Чулана Иваныча похоронили на новом кладбище, на Седьмом холме. Когда насыпали холмик и музыканты убрали свои инструменты, павлин Виссарион вдруг взлетел на могилу, раскрыл свой хвост – роскошный тысячеокий веер, синь, зелень и золото – и заклекотал, заклекотал, прощаясь с несчастным Чуланом, рабом любви, и с его непостижимой Калькуттой…
Юдо
Рано утром старик Мансур Мансуров постучал в дверь Леши Леонтьева.
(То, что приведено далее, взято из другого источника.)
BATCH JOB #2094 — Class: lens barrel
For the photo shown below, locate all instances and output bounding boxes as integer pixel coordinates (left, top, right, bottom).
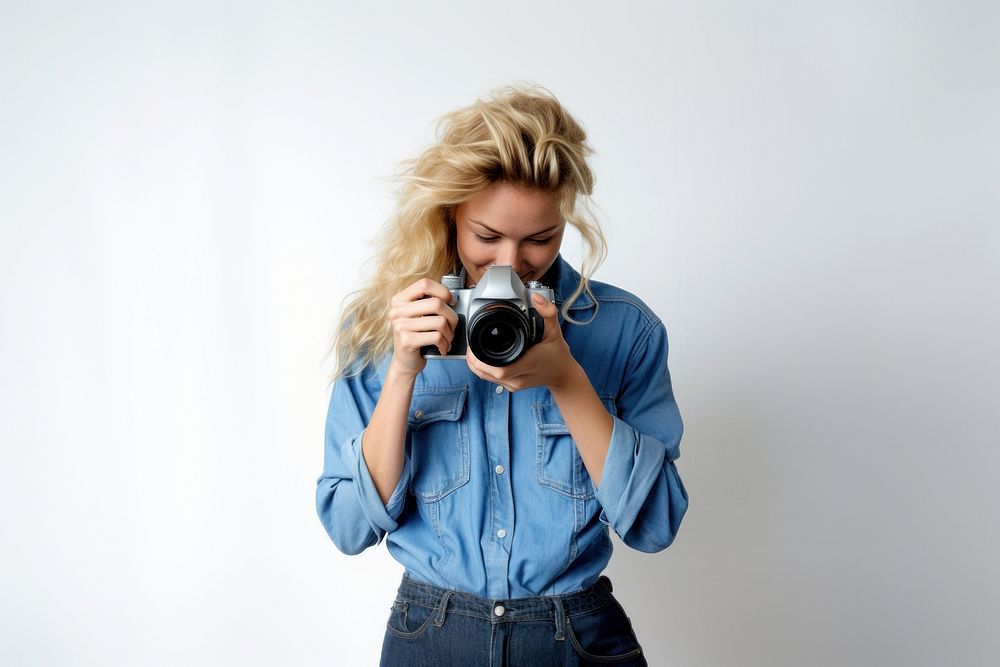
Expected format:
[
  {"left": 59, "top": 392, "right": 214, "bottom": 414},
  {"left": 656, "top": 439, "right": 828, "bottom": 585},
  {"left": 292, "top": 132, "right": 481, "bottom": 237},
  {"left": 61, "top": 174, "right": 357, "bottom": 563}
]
[{"left": 468, "top": 301, "right": 531, "bottom": 366}]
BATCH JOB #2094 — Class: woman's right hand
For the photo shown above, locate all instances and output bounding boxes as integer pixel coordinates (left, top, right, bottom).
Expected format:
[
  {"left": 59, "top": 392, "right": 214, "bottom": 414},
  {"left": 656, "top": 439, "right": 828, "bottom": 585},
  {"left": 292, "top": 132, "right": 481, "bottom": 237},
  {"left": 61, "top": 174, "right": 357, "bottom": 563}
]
[{"left": 389, "top": 278, "right": 458, "bottom": 375}]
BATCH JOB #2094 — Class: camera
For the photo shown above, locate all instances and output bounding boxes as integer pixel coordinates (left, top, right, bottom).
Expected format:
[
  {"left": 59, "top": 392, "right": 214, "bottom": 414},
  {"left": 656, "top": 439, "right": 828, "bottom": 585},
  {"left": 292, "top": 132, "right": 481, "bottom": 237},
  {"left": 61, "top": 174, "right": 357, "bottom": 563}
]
[{"left": 422, "top": 265, "right": 555, "bottom": 366}]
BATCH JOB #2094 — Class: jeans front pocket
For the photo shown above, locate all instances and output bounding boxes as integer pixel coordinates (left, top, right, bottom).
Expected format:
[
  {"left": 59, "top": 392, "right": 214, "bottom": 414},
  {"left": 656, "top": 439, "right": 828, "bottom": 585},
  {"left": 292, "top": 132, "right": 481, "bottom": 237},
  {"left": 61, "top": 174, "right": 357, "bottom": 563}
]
[
  {"left": 386, "top": 600, "right": 435, "bottom": 639},
  {"left": 566, "top": 598, "right": 646, "bottom": 665},
  {"left": 532, "top": 396, "right": 615, "bottom": 500},
  {"left": 408, "top": 386, "right": 470, "bottom": 502}
]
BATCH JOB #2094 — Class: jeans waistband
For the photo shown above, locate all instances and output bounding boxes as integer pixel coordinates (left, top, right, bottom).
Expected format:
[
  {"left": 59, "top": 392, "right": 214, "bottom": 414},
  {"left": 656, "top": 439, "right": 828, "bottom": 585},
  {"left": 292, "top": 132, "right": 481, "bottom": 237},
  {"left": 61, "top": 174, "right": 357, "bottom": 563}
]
[{"left": 396, "top": 574, "right": 612, "bottom": 626}]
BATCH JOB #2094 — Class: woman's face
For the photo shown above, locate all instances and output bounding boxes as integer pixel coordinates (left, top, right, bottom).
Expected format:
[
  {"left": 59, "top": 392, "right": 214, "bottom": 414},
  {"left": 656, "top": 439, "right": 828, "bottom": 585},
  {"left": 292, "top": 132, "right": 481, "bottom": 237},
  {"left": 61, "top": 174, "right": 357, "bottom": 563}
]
[{"left": 455, "top": 183, "right": 566, "bottom": 285}]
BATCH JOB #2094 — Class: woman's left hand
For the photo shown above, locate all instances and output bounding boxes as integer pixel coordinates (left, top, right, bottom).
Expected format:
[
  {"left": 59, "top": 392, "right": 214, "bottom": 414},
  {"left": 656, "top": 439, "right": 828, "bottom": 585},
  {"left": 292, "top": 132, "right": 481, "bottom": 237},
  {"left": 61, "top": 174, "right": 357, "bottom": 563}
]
[{"left": 465, "top": 294, "right": 576, "bottom": 391}]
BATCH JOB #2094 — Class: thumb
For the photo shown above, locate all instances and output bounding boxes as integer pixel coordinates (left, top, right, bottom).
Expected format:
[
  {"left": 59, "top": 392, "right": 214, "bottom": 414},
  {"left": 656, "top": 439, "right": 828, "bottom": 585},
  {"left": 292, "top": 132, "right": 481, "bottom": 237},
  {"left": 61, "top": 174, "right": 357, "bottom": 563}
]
[{"left": 531, "top": 292, "right": 559, "bottom": 329}]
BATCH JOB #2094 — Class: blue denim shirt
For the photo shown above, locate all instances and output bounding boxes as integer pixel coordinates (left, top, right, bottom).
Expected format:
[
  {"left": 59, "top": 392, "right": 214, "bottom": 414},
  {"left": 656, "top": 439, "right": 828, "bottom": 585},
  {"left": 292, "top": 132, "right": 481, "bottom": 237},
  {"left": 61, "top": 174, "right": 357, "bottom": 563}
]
[{"left": 316, "top": 257, "right": 688, "bottom": 599}]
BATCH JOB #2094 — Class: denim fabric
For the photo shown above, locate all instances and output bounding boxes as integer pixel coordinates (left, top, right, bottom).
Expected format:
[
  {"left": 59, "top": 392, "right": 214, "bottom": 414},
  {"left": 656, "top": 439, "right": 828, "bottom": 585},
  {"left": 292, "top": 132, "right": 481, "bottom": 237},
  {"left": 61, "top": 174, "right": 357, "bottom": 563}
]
[
  {"left": 381, "top": 575, "right": 646, "bottom": 667},
  {"left": 316, "top": 257, "right": 688, "bottom": 599}
]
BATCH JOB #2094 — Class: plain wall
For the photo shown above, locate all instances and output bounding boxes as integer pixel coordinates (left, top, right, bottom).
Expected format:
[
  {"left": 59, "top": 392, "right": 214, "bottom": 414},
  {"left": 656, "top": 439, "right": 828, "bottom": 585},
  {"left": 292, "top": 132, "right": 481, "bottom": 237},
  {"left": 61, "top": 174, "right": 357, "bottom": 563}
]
[{"left": 0, "top": 0, "right": 1000, "bottom": 667}]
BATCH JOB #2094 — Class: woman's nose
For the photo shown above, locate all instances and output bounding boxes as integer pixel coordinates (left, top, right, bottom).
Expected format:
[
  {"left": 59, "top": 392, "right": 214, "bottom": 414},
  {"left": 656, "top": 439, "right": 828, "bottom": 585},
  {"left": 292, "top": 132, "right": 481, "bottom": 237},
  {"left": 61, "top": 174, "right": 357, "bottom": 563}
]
[{"left": 496, "top": 243, "right": 521, "bottom": 273}]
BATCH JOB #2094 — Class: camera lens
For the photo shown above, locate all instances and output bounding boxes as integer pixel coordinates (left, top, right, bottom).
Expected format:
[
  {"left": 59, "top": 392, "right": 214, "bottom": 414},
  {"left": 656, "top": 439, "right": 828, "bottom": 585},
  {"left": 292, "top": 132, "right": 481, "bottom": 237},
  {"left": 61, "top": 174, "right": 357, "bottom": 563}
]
[{"left": 469, "top": 301, "right": 528, "bottom": 366}]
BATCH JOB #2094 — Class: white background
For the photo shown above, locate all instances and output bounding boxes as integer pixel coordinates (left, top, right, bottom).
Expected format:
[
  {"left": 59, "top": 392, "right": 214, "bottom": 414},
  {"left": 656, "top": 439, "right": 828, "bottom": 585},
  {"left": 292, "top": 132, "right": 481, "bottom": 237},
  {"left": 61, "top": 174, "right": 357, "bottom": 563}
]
[{"left": 0, "top": 0, "right": 1000, "bottom": 667}]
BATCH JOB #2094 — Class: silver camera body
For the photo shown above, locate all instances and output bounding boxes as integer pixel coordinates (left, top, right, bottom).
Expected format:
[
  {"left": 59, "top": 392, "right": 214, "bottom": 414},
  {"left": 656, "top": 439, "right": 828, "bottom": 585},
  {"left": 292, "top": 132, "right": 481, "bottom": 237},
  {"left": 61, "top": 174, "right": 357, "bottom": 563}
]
[{"left": 422, "top": 265, "right": 555, "bottom": 366}]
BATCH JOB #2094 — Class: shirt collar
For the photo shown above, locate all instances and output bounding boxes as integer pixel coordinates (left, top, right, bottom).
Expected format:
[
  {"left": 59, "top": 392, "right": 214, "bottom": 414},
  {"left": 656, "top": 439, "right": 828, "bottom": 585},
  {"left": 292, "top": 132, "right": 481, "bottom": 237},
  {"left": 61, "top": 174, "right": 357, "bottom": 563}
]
[{"left": 542, "top": 253, "right": 594, "bottom": 310}]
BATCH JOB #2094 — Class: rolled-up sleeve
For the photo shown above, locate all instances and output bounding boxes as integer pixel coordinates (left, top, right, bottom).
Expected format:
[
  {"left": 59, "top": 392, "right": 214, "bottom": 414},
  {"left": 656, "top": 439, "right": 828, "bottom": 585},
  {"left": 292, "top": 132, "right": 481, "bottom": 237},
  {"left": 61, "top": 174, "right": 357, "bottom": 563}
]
[
  {"left": 597, "top": 321, "right": 688, "bottom": 553},
  {"left": 316, "top": 367, "right": 410, "bottom": 555}
]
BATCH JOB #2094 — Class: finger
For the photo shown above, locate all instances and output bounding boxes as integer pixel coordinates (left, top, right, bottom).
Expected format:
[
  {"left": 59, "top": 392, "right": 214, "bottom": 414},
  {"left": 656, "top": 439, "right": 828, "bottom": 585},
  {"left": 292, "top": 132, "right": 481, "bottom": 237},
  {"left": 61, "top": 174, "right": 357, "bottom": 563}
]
[
  {"left": 531, "top": 292, "right": 562, "bottom": 335},
  {"left": 391, "top": 278, "right": 452, "bottom": 305},
  {"left": 399, "top": 331, "right": 451, "bottom": 356},
  {"left": 389, "top": 296, "right": 458, "bottom": 328},
  {"left": 392, "top": 315, "right": 455, "bottom": 343}
]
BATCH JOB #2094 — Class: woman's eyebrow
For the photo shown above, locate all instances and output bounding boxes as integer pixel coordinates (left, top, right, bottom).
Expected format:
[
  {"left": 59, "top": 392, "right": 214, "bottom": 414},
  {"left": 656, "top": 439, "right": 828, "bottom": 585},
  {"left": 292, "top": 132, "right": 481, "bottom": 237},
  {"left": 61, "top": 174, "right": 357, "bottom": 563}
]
[{"left": 466, "top": 218, "right": 559, "bottom": 236}]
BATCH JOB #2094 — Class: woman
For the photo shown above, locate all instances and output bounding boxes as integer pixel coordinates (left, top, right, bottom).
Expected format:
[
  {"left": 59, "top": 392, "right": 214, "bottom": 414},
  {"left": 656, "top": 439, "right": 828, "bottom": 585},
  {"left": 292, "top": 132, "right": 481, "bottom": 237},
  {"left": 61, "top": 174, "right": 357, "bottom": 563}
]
[{"left": 316, "top": 88, "right": 687, "bottom": 667}]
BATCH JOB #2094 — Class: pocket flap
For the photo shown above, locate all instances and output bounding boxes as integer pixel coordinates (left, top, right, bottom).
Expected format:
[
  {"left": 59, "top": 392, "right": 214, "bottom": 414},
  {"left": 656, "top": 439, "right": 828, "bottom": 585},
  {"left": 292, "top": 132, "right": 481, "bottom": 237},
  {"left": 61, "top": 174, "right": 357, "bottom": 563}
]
[{"left": 409, "top": 387, "right": 469, "bottom": 430}]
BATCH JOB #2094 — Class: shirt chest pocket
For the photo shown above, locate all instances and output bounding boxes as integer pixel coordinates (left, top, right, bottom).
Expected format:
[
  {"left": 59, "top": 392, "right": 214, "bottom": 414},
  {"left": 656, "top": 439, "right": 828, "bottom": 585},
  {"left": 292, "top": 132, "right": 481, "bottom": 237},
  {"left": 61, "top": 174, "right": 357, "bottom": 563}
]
[
  {"left": 532, "top": 396, "right": 616, "bottom": 500},
  {"left": 408, "top": 387, "right": 469, "bottom": 502}
]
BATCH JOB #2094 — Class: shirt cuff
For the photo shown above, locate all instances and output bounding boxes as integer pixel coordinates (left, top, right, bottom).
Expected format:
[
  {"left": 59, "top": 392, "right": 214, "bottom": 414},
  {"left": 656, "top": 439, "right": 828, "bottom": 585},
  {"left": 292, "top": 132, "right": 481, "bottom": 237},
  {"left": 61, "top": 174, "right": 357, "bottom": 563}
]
[
  {"left": 348, "top": 431, "right": 410, "bottom": 542},
  {"left": 597, "top": 415, "right": 666, "bottom": 539}
]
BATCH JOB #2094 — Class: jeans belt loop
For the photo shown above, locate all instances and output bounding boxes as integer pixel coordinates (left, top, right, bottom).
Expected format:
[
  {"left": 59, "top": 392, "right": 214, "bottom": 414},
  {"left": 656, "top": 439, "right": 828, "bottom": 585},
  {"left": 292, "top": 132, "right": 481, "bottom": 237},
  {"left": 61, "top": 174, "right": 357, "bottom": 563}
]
[
  {"left": 434, "top": 591, "right": 453, "bottom": 628},
  {"left": 552, "top": 595, "right": 566, "bottom": 642}
]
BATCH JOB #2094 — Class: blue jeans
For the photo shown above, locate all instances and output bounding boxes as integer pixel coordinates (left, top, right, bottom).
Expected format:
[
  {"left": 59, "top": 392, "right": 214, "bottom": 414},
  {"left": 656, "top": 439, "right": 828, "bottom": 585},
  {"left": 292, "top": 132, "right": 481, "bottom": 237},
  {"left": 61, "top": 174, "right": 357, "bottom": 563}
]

– У меня там нога, Леша, – сказал Мансуров. – Пойдем-ка со мной, Леша, там у меня нога.
Леша Леонтьев хорошо знал старика Мансурова, человека, который не переменился в лице, даже когда узнал о смерти Сталина. Тогда Мансуров только и сказал, глядя на плачущую жену: «Но куры-то все равно жрать хотят», и вышел во двор, чтобы покормить птицу. Таким, как в это утро, старика не видел никто. У него дрожали губы и дергался глаз.
– Нога, – сказал Леша. – И что там у тебя с ногой, Мансур?
– С моей ничего. Это чужая нога, Леша.